Granting sources consider the proposal/grant process a contract. They are
paying you to do what you proposed, so perform the task. There is no surer way
to keep the door open for future funding that doing superbly what you were
paid to do.
2. Know when to ask for changes.
The world does change, and sometimes you need to change the
"contract" you have with your grantor. If the scope or the direction
of your program must be significantly altered, ask for formal approval
beforehand. This is one of the few exceptions to the maxim "tis better to
ask forgiveness than permission". On the other hand, don't bother them
with non-material tweaks of your program plans.
3. Reward them.
Particularly for foundation or corporate grantors, you should always
include their sponsorship in public service announcements, celebrations,
brochures, and public affairs. Invite your key contact to grand openings, even
when you know they probably can't make it. It surprises some that even
government funding agencies want recognition and positive publicity. Any list
of sponsors had better include your government grantors if you have them. They
4. Seize opportunities.
Several times we have received full grant awards from more than one funder
for the same project. Tell them thanks, the project was funded, may we tell
you about Phase II? If you get partial funding, think of it as leverage or
challenge match for that larger funding agency. There is always more need than
funding, so keep your eyes open.
5. "One time only" funding isn't.
If you have done a good job of managing the grant, ask for another year.

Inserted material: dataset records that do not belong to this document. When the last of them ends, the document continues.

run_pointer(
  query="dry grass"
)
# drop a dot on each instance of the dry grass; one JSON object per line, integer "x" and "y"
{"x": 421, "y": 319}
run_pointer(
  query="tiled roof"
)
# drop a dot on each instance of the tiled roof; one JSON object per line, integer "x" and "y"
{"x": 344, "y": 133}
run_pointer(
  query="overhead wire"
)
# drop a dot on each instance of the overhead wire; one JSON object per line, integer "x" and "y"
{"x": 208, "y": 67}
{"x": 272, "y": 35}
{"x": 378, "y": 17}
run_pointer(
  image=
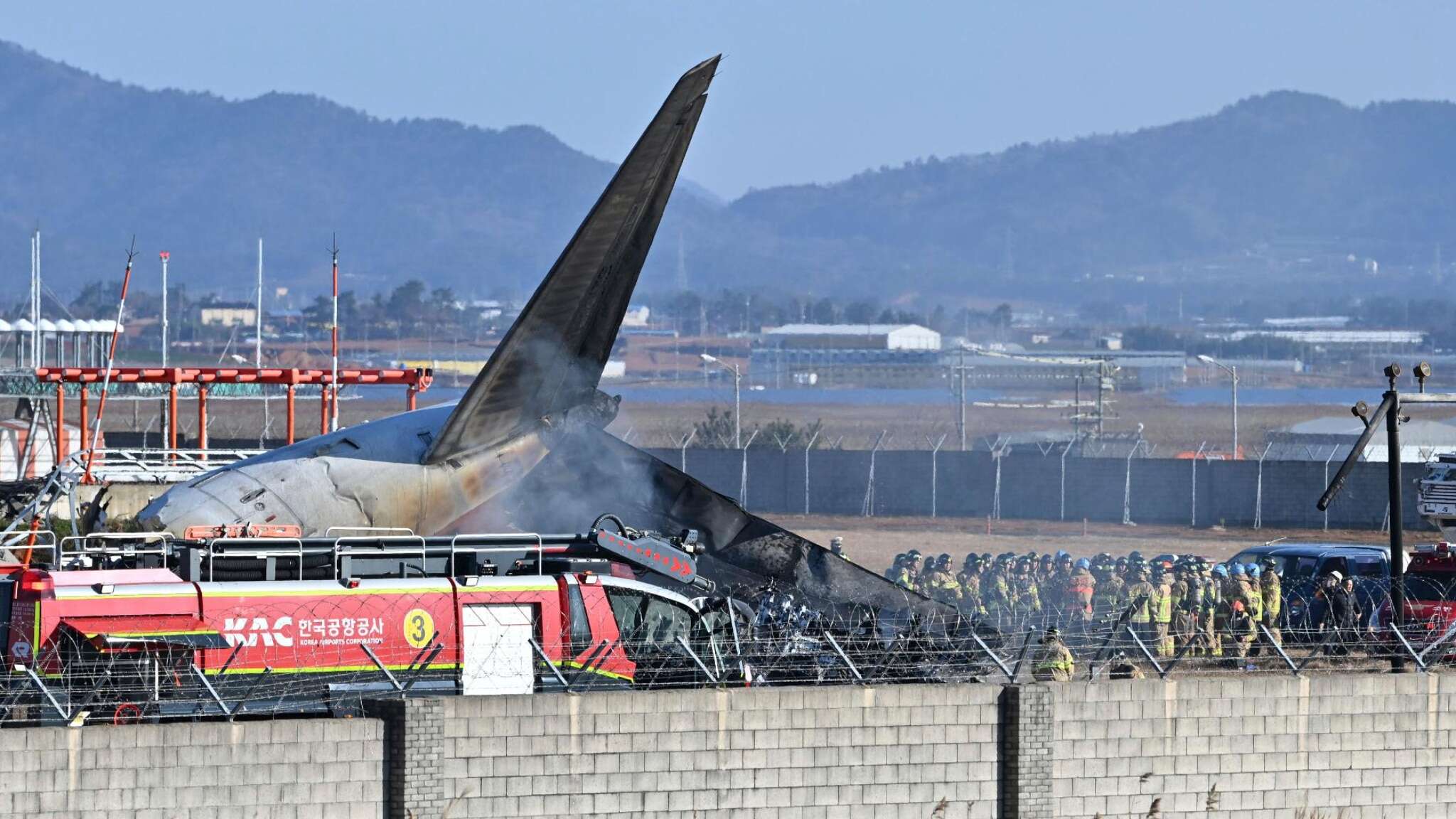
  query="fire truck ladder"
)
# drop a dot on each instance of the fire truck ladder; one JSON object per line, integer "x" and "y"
{"x": 466, "y": 556}
{"x": 29, "y": 522}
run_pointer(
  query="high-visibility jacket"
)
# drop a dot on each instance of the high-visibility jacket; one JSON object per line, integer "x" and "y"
{"x": 1179, "y": 592}
{"x": 1051, "y": 659}
{"x": 1210, "y": 596}
{"x": 999, "y": 596}
{"x": 1142, "y": 595}
{"x": 1081, "y": 589}
{"x": 1253, "y": 602}
{"x": 1162, "y": 604}
{"x": 1108, "y": 594}
{"x": 1270, "y": 591}
{"x": 1028, "y": 598}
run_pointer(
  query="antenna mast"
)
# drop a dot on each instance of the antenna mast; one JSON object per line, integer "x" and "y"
{"x": 334, "y": 379}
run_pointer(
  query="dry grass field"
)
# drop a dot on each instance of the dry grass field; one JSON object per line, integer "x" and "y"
{"x": 874, "y": 541}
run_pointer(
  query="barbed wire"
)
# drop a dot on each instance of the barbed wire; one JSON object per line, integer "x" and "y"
{"x": 254, "y": 658}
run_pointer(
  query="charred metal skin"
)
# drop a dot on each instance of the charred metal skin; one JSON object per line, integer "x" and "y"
{"x": 361, "y": 477}
{"x": 525, "y": 448}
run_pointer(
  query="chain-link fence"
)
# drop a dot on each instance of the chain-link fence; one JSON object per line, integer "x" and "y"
{"x": 146, "y": 649}
{"x": 1108, "y": 481}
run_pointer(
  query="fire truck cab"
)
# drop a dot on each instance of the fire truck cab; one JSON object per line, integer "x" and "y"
{"x": 1430, "y": 595}
{"x": 365, "y": 616}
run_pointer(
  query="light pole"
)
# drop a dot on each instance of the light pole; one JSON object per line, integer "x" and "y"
{"x": 165, "y": 337}
{"x": 737, "y": 397}
{"x": 1233, "y": 376}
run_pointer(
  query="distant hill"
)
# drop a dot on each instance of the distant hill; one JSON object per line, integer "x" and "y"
{"x": 1275, "y": 191}
{"x": 95, "y": 161}
{"x": 1286, "y": 177}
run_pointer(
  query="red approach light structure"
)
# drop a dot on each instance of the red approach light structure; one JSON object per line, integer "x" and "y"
{"x": 414, "y": 382}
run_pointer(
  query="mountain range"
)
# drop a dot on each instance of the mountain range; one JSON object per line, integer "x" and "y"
{"x": 1278, "y": 190}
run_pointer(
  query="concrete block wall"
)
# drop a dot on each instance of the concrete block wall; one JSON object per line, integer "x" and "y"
{"x": 265, "y": 770}
{"x": 1371, "y": 745}
{"x": 1032, "y": 487}
{"x": 793, "y": 752}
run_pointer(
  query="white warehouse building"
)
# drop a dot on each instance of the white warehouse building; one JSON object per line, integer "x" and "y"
{"x": 852, "y": 337}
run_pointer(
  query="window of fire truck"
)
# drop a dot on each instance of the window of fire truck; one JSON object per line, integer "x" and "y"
{"x": 647, "y": 623}
{"x": 1430, "y": 583}
{"x": 714, "y": 627}
{"x": 580, "y": 631}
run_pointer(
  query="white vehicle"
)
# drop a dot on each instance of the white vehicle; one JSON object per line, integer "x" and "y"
{"x": 1436, "y": 498}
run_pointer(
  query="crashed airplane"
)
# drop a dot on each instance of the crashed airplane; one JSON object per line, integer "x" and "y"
{"x": 526, "y": 446}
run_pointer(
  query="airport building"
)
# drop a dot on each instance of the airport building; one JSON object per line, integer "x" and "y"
{"x": 846, "y": 355}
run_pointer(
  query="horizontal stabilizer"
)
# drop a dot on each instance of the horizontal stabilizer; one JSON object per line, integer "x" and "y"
{"x": 554, "y": 355}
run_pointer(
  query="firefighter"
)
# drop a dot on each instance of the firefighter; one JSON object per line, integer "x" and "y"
{"x": 1162, "y": 611}
{"x": 1242, "y": 619}
{"x": 1140, "y": 594}
{"x": 1125, "y": 668}
{"x": 1186, "y": 601}
{"x": 939, "y": 582}
{"x": 912, "y": 570}
{"x": 1053, "y": 662}
{"x": 1209, "y": 609}
{"x": 1256, "y": 605}
{"x": 896, "y": 567}
{"x": 1028, "y": 594}
{"x": 1273, "y": 601}
{"x": 1079, "y": 592}
{"x": 970, "y": 582}
{"x": 1221, "y": 583}
{"x": 922, "y": 579}
{"x": 1060, "y": 587}
{"x": 1111, "y": 591}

Examine their funding history and you will find repeat funding to some
agencies. You may have to modify your program slightly, try a new approach,
develop a sister program, but it is usually a mistake not to ask.
6. Management is key.
Non-profit organizations are just like for-profit businesses in that some
are lazy and ineffectual while others are high achievers and quality-minded.
The difference is usually in the management, so attend to business even if you
are not a business. Follow sound management principles and grants will flow.